As cantinas mudaram a forma de organização dos extrativistas, que passaram a ser os protagonistas na construção dos arranjos produtivos e na gestão do território como um todo. Hoje são 20 cantinas distribuídas pela Terra do Meio – 14 nas Resexs e seis em Terras Indígenas, e formam a Rede de Cantinas da Terra do Meio. Além de mercadorias, é por meio das cantinas que circulam informações sobre a gestão do território, incluindo proteção e monitoramento das áreas protegidas, iniciativas de educação e saúde. “Com a cantina tudo mudou. Quando falamos das cantinas estamos também falando de um território de valor. As cantinas possibilitam enxergar além do valor em dinheiro do produto. É a cultura, o modo de vida. Isso tá associado a vida de quem tá vivendo dentro desse território”, explica Loro.
Pedro Pereira, que já chegou a ir até Altamira para vender o óleo de copaíba no carrinho de mão, hoje é o responsável pela cantina da localidade Paulo Afonso, que atende cerca de 30 famílias. “O trabalho na cantina e os contratos motivaram a gente a não sair pra trabalhar fora. Mesmo com a diária alta pra trabalhar fora, não compensa porque a sua família passa mal, você não fica em casa, perde a roça, perde tudo… A gente não ganha só no valor da produção com um contrato desses, ganha em muitas coisas, estar em casa”.

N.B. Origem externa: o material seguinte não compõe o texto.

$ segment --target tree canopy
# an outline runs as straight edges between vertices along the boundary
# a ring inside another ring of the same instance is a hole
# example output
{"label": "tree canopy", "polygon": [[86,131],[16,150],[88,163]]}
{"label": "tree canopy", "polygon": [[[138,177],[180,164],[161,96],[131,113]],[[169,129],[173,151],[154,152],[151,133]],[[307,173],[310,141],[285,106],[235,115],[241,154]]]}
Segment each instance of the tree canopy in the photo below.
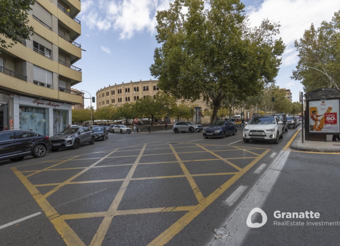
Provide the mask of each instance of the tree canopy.
{"label": "tree canopy", "polygon": [[28,25],[28,11],[35,0],[0,0],[0,34],[10,40],[8,42],[0,36],[0,46],[12,47],[14,44],[28,40],[33,34],[33,28]]}
{"label": "tree canopy", "polygon": [[274,38],[280,26],[266,20],[250,28],[244,8],[240,0],[175,0],[158,12],[161,46],[151,74],[178,98],[203,96],[212,106],[212,121],[227,97],[257,94],[273,82],[281,63],[284,46]]}
{"label": "tree canopy", "polygon": [[295,41],[300,58],[292,78],[301,81],[306,92],[340,86],[340,10],[318,29],[312,24]]}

Raimunda Araujo Rodrigues Nonata é cantineira na localidade do Rio Novo, no Iriri. Para ela, a transparência é um dos elementos mais importantes do sistema de cantinas. “Eu preencho sempre os recibos. Se o comprador aumenta o preço, nós pagamos a diferença para o produtor. O extrativista sabe para onde o produto vai, o valor que chega e o valor que eu pago pra ele. Na mão do regatão ninguém sabia pra onde ia nem o quanto ia vender”, explica. Raimunda também coordena a mini usina, uma pequena fábrica de processamento de produtos florestais não madeireiros que beneficia esses insumos agregando valor a eles. Hoje existe uma mini usina em funcionamento e três em fase de implantação,fortalecendo e promovendo inovações para os produtos da floresta.
A Rede de Cantinas se consolidou como um espaço público de formação e aprendizado constante. Da gestão do capital de giro à articulação com as outras cantinas e parceiros, é um elemento central para o fortalecimento dos atores da Terra do Meio. “Quem comandava a produção era o patrão. Hoje quem controla são as comunidades”, conta Gordo Xipaya, que também é cantineiro. Ele e sua aldeia, a Tukayá, vão sediar a Semana do Extrativismo no próximo ano.
Mesmo cansado após dias de debates, Loro pega o microfone e vira de costas para a plateia: “Estou olhando com um imenso orgulho para essa mesa, composta por indígenas e ribeirinhos, dá um orgulho da nossa identidade”. Para Loro, a Semana do Extrativismo também é um momento de integração e fortalecimento dos ribeirinhos e indígenas da Terra do Meio. “Estamos em uma sala com instituições e empresas, discutindo de igual pra igual. E nós, que éramos chamados de preguiçosos, estamos mostrando o contrário. Começamos a bater no peito e falar que temos valor. Que o nosso valor é tão grande que não serve só para nós, mas para o resto do planeta”. Veja o mapa abaixo.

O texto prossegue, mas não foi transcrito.